Constatant que, malgré diverses lois successives, « les inégalités socioéconomiques significatives entre hommes et femmes perdurent », le rapport appelle à une politique volontariste à travers une série de 30 propositions qui balaient l’ensemble du parcours de vie des individus, ce, dès le plus jeune âge.

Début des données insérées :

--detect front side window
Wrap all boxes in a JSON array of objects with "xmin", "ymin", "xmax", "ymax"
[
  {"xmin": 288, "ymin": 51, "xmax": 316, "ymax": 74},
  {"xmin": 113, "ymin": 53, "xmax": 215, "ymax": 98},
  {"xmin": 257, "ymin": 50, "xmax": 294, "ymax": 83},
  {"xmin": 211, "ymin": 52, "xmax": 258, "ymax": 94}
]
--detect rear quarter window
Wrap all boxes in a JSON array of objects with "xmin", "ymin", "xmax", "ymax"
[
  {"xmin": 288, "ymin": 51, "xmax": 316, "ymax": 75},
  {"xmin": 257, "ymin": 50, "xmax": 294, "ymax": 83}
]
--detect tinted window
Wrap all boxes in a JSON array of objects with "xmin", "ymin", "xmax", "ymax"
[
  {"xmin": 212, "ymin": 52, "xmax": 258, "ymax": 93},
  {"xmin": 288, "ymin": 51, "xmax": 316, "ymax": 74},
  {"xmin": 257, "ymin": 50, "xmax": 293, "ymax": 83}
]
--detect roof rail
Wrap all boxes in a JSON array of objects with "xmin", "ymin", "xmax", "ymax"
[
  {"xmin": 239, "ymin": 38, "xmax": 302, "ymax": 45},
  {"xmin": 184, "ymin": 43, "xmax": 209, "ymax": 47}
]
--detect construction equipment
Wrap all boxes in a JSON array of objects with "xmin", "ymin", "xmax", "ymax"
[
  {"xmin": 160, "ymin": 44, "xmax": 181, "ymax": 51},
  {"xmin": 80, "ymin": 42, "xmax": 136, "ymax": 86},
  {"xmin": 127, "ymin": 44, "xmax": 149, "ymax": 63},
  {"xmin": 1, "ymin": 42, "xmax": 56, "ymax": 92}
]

Les auteurs reconnaissent que ce programme « n’est pas des plus aisés à mettre en œuvre (…) mais que ce n’est pas une raison pour ne pas s’y atteler ». Plusieurs de ces suggestions reposent sur l’implication des collectivités :
Socialisation des jeunes enfants – Le rapport propose d’initier un plan national d’action pour la « montée en mixité » des métiers de la petite enfance au sein du futur « Plan métiers de la petite enfance ». Il souligne qu’en dehors de la famille, la prise en charge des enfants entre 0 et 6 ans demeure une « affaire de femmes ». Toutes professions confondues, le taux moyen de masculinisation se situerait entre 1,3 % et 1,5 % dans le secteur de l’accueil et de l’éducation des jeunes enfants. Il atteint 3 % dans le périmètre plus restreint des structures collectives
Orientation scolaire – Seuls 17 % des métiers, représentant 16 % des emplois, sont mixtes, au sens où la proportion d’hommes (ou de femmes) y est comprise entre 40 % et 60 %. Le rapport suggère de « généraliser les conventions entre l’État et les régions en faveur de la mixité et de l’égalité » à la fois dans les filières de formation et dans les métiers. Les auteurs du rapport estiment que « la sous-représentation des filles dans l’apprentissage (20 % des filles en second cycle professionnel entrent en apprentissage contre 34 % chez les garçons) pénalise leur insertion ». Il s’agirait, notamment, de développer l’apprentissage pour les métiers d’agents d’entretien, d’aides- soignants ou d’aides à domicile.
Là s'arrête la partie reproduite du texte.